Before I changed jobs in the Navy, I was stationed on an amphib ship. They were getting ready to change the rules and stop 'frapping' lines the old fashioned way. It wasn't my department, but I volunteered - I was one of the last to get to do it. You put on a safety harness with a line tied to you, and you step over the rail and straddle one of the triple lines that go down to the pier (On our ship that was about 90' up off the fo'c'sle. There's a safety rope lashed under - and in a good wind/waves the ropes are opening and closing (trying to crush your junk) and you're getting swung up/down/sideways. You slide down the line to the pier - making half hitches every 8-10" with 'small stuff': nylon line so you can gauge/adjust the lines so they're all taking the same strain, losing a good chunk of skin/meat on your inner thighs... Good times :)

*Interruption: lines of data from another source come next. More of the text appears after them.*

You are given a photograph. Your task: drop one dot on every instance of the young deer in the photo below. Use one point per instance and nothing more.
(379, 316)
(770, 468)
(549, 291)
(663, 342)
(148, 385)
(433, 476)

/been decades since I touched a draw-shave, froe, or adze. They were really good at what the were designed for - and built to last. My parents had a bunch of old farm and carpentry tools when I was a kid... wish I'd paid attention to where they put some of them - like the lard press.
 
2012-11-12 09:26:04 PM

SmokeyS: Epic brag


My cousin has been planting them all his life.
Our family made millions in coal and Iron.
He inherited 6.5 mil. and reclaims strip mined land with the money.
 
2012-11-12 09:27:30 PM

SteelDraco: and not come back until I had a bag full of thistle heads


I got paid by the unbroken roots.
 
2012-11-12 10:57:58 PM

Gortex: Parmenius: I have an adze. It's good for taking out shrubs and roots.

I'm pretty sure what you have is a Mattock, then. Two adze blades, with one turned 90 degrees. One of the most useful garden tools I've ever come across.


I had to check - you're right, it's a mattock. Good call!
 
2012-11-12 11:13:04 PM

vudukungfu: SmokeyS: Epic brag

My cousin has been planting them all his life.
Our family made millions in coal and Iron.
He inherited 6.5 mil. and reclaims strip mined land with the money.


Now you're just rubbing it in!
 
2012-11-13 01:12:29 AM
This thread made me take down the scythe and dance around with it a bit, probably scaring the hell out of the neighbors. After a few tweaks on the secondary handles I found out two things:

A) it requires a hell of a lot of upper body strength.
B) whoever curves scythe handles has at least as much talent as piano benders.
 
2012-11-13 03:15:42 PM

Tired_of_the_BS: A good Scrabble word: a seaman's tool for working large rope (hawser). Usually a wooden cone you use like a marlinspike on larger material... It's called a fid. A more 'specialized' tool is used for ply-split braiding - a gripfid.


Similar tools, with the same names, are used in leatherworking - I use a fid when I'm braiding leather, to pick & tighten braids. Comes in handy.